Momen haru menyelimuti pertemuan kakek Muhadi yang sempat terdampar selama 30 tahun di Labuhanbatu Utara (Labura) Sumatra dengan keluarganya di Bandara Juanda, Jawa Timur. Pelukan dan isak tangis pun pecah ketika kedua anak Muhadi bertemu dengan ayah mereka yang sempat diduga sudah meninggal itu.
Mengutip detikJatim, Muhadi tiba di Bandara Juanda Sidoarjo, Selasa (28/6) pukul 14.45 WIB. Muhadi berangkat dari Labura didampingi Kanit Bimas Polsek Bilah Hulu, Aiptu Haris Fadillah.
Dia lalu dijemput kedua anaknya yang langsung memeluknya. Pelukan hangat dan tangis pecah ketika pertemuan ayah dan anak itu terjadi.
SCROLL TO CONTINUE WITH CONTENT
"Bapakku tenan iki (Bapakku beneran ini," tanya anak ketiga Muhadi, Ali Maksum, sambil meneteskan air mata.
"Iyo aku bapakmu tenan iki (Iya aku bapakmu beneran ini)," jawab Muhadi sembari membuka maskernya.
Keduanya lalu kembali berpelukan erat. Senyuman Muhadi dan kedua anaknya pun mengembang setelah bertemu. Rasa rindu akibat perpisahan selama 30 tahun lamanya itu pun mulai terbayarkan.
"Waduh senang sekali bisa ketemu anak-anak," tutur Muhadi.
Anak kedua Muhadi, Alimuddin, mengaku gembira bisa berjumpa dengan ayahnya. Pertemuan ini pun tak pernah disangkanya karena sudah puluhan tahun berpisah dengan sang ayah.
"Alhamdulillah bisa bertemu lagi, sangat senang. Terima kasih atas bantuan dan fasilitas dari pihak kepolisian Sumut serta kerja sama dengan Polres Trenggalek," ujar Alimuddin.
![]() |
Cerita Muhadi soal 30 tahun tak pernah pulang
Muhadi mengaku mulanya berniat merantau ke Malaysia untuk mengadu nasib demi menghidupi anak dan istrinya. Namun, dia justru terdampar dan terlantar di Sumatera Utara.
"Niatku waktu itu memang kerja cari uang untuk anak bojo (istri)," ujar Muhadi.
Selama di perantauan itu, Muhadi mengaku sering berpindah-pindah tempat demi mendapatkan pekerjaan yang layak. Berbagai pekerjaan pun pernah dilakoninya, seperti buruh kelapa sawit, hingga bekerja serabutan.
"Pokoknya kalau aku sudah pergi disuruh kerja apapun mau," terangnya.
Selama di Sumatera, Muhadi sempat beberapa kali mengirimkan uang untuk keluarganya di Jawa. Namun, lambat laun penghasilannya terus merosot hingga akhirnya mengalami kesulitan ekonomi.

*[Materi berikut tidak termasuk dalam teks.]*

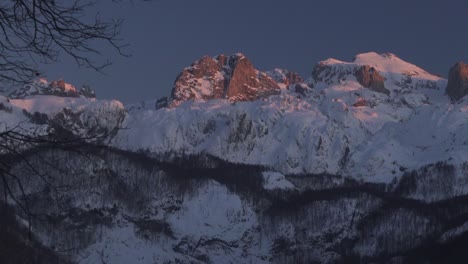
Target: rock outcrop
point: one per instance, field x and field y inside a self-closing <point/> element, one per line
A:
<point x="224" y="77"/>
<point x="370" y="78"/>
<point x="56" y="88"/>
<point x="457" y="86"/>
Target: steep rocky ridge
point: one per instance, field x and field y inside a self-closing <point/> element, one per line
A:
<point x="457" y="86"/>
<point x="224" y="77"/>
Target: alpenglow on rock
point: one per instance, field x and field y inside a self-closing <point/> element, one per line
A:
<point x="457" y="86"/>
<point x="370" y="78"/>
<point x="224" y="77"/>
<point x="57" y="88"/>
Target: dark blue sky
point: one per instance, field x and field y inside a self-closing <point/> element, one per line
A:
<point x="167" y="35"/>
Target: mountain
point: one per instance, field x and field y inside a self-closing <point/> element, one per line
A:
<point x="364" y="161"/>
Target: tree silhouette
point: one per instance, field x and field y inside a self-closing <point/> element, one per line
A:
<point x="40" y="31"/>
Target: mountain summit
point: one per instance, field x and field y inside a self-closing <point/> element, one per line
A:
<point x="223" y="77"/>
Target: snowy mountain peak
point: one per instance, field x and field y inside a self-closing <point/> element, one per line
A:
<point x="385" y="73"/>
<point x="59" y="88"/>
<point x="223" y="77"/>
<point x="457" y="86"/>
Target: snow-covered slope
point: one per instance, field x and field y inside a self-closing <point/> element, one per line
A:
<point x="336" y="127"/>
<point x="365" y="160"/>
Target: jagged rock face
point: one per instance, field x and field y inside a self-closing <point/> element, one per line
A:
<point x="56" y="88"/>
<point x="370" y="78"/>
<point x="233" y="78"/>
<point x="457" y="86"/>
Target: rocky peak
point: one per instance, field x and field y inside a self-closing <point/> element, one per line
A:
<point x="57" y="88"/>
<point x="457" y="86"/>
<point x="223" y="77"/>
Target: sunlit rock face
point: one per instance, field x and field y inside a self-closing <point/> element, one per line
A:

Selengkapnya di halaman berikut...
Kondisi ekonomi yang pas-pasan membuatnya kewalahan sehingga putus kontak dengan keluarganya di rumah. "Karena kerja hari ini, untuk makan saja masih kurang," tuturnya.
Rasa rindu untuk kembali ke kampung halaman pun menurutnya selalu ada. Namun, ada saja halangan yang menghambat Muhadi bertemu keluarganya.
"Uang saku nggak ada, sudah dua kali gagal terus. Dibohongi asistennya (bos) uangnya dibawa kabur," ujar dia.
Penantian panjang Muhadi untuk pulang ke Trenggalek akhirnya berakhir. Hal ini tak lepas dari jasa salah seorang karyawan perusahaan kelapa sawit di Labuhanbatu Utara yang menggungah kisah Muhadi ke media sosial.
Kisahnya pun viral hingga kabar itu sampai pada keluarganya di Tulungagung dan Trenggalek. Gayung bersambut, Polres Labuhanbatu dan Polres Trenggalek memfasiltiasi pemulangan Muhadi ke Trenggalek.